V, fore wing. H, hind wing. St, 'tail' of the
latter, representing the stalk of the leaf.
gl1 and gl2, transparent spots, Aufl, remains
of 'eye-spots.' Sch, a 'mould'-spot.
So much, at least, is certain, that in all these cases of the artificial alteration of individual characters the germ-plasm is in some way changed, but always in such a way that it differs from that of the ancestral form through such variations alone, and the effect of these is that only the altered parts are influenced thereby, and not the whole organism. This again is but another way of saying that only the determinants of these parts have altered.

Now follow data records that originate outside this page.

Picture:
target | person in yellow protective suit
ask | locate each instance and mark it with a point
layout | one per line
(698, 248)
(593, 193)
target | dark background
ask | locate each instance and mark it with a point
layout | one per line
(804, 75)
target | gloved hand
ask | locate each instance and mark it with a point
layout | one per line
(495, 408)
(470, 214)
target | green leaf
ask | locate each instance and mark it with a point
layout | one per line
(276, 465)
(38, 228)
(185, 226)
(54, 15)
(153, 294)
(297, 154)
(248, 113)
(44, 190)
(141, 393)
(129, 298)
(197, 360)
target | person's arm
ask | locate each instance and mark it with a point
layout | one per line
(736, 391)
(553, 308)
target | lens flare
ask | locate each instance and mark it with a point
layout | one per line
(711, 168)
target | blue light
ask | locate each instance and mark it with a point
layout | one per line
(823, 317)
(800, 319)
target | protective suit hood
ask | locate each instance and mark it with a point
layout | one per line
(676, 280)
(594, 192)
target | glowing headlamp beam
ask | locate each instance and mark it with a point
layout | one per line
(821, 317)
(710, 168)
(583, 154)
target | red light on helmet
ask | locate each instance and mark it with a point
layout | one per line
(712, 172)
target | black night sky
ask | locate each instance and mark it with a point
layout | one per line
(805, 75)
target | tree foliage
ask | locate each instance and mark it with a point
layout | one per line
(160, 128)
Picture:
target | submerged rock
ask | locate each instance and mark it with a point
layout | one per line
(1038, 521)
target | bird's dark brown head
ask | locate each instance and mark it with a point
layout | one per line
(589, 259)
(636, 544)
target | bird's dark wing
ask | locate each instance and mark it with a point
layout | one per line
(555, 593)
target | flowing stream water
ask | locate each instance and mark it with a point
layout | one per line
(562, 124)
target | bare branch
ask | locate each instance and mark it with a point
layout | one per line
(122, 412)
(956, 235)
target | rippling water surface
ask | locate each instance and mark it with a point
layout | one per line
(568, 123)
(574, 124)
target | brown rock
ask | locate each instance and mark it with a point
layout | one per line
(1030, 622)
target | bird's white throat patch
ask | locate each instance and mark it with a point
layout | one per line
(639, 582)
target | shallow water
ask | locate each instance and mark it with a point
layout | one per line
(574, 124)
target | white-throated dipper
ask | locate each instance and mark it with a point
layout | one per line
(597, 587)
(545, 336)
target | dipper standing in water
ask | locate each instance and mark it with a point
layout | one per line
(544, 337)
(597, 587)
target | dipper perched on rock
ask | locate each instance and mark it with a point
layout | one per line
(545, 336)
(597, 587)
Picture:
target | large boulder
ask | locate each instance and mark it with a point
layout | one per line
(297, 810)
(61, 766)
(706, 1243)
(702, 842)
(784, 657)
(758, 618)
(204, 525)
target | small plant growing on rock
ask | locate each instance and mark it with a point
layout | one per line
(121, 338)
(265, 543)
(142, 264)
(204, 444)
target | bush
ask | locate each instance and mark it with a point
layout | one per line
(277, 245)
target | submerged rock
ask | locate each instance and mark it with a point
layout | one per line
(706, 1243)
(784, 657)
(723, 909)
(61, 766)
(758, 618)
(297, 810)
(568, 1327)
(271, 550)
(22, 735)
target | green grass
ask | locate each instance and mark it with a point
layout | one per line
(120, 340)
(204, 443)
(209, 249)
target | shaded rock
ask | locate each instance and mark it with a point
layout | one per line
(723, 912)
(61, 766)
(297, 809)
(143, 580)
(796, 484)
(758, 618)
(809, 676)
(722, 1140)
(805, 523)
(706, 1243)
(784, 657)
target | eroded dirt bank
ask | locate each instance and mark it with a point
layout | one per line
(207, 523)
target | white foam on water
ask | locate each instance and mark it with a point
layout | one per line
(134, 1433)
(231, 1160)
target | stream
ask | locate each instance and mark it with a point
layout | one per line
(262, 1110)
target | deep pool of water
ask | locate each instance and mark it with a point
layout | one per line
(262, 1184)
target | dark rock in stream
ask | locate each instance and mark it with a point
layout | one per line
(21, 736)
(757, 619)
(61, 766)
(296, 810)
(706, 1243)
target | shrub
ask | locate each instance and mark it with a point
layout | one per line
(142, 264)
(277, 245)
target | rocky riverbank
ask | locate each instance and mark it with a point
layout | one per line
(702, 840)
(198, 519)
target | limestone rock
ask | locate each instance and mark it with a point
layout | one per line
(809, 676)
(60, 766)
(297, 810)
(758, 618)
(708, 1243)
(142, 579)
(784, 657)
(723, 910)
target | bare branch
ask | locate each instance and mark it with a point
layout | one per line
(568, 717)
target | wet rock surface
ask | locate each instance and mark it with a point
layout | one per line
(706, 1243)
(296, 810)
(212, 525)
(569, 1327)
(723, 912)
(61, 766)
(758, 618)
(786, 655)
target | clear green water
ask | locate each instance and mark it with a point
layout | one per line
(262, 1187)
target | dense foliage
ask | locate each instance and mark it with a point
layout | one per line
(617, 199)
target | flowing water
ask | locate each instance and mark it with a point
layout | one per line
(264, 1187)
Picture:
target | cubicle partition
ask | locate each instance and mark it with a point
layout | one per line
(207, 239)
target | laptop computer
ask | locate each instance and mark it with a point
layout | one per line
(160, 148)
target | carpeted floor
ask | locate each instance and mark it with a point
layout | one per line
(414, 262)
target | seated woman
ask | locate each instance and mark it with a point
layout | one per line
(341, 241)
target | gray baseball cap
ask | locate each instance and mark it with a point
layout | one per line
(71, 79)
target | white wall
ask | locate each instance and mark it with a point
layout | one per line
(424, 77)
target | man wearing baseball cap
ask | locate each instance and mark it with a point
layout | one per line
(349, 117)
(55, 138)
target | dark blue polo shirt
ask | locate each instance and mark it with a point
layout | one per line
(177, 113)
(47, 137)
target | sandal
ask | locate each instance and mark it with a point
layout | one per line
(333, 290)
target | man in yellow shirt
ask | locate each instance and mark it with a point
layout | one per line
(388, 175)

We can see from a thousand cases that exactly the same happens in a state of nature, that there, too, one part changes after another, until the highest possible degree of adaptation to the conditions has been attained. In the mimetic resemblance to leaves exhibited among butterflies this is most clearly seen, for here we are familiar with the model—the leaf—and we see how one species approximates to it in a general way only in the total colour, how others develop a brown stripe crossing the posterior wing obliquely, so that, to a certain extent, it resembles the midrib of a leaf, how in a third species this stripe is continued for some distance forward across the anterior wing, in a fourth it goes a little further, until, finally, in a fifth, it is continued on to the tip of the anterior wing. This may be seen, for instance, in the genus Anæa, which is rich in species. But even then a still further increase of the resemblance is possible, for, as is well known, there are not infrequently imitations of the lateral veins of the leaf as well, or dark spots which faithfully reproduce the mould-spot on a damp, decaying leaf, or colourless transparent spots which probably simulate dewdrops, and so on. All these are variations relating to individual and distinct groups of wing-scales, which have varied transmissibly and independently, that is, each of them has been produced by a variation in the germ-plasm, which brought about a change in this particular area of the body and in no other.